Put succinctly: She routinely appears to dismiss suggestions that I make out of hand. She occasionally treating me like I am stupid when I ask questions. She appears to see any use of my initiative as a threat to her authority and seeks to quash it.
I've come to the conclusion that this is because her a lack of experience/training on how to manage people combined with a small clash of personality/communication style. I may be the bottom rung here, but I don't like or put up with being pushed around.
On the other hand she does public acknowledge my talent and expertise in my job, saying that I'd be a serious loss to the project.
I see 4 ways of going forward
1/ Get manager to become aware of her deficiencies and get some training/mentor feedback
2/ Take no action and hope it gets better
3/ Learn how to shut up and put up with being pushed around and belittled
4/ Think outside the box and Learn how to manage my Manager
The first isn't particularly feasible. The second and third are pathetic. However I have no idea how to do the forth.
Obviously, in an ideal world I'd be able to click my fingers and have her communication style changed.

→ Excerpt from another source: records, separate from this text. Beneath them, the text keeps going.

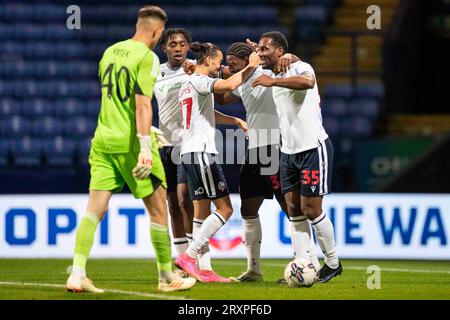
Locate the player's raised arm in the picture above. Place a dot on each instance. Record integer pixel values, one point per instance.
(225, 98)
(302, 82)
(285, 61)
(229, 120)
(221, 86)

I think that the essential content of what she is saying is probably accurate, it's the words and the way it is said that I find objectionable.
But I think the key here is the opposite - it's changing *my* communication style so that my actions and words come across in an acceptable manner, even if the content is essentially the same.
How do I enable myself to have some initiative without my manager's reaction to be one of essentially "You shouldn't have made that decision." - even when they are only really minor things and I always get these decisions checked before they are submitted anyway?
How do I deal with (or change) my manager's belittling of my clarifying questions?
Am I even thinking in the right direction here? Should I just suck it up and admit/fix my 'attitude problem'?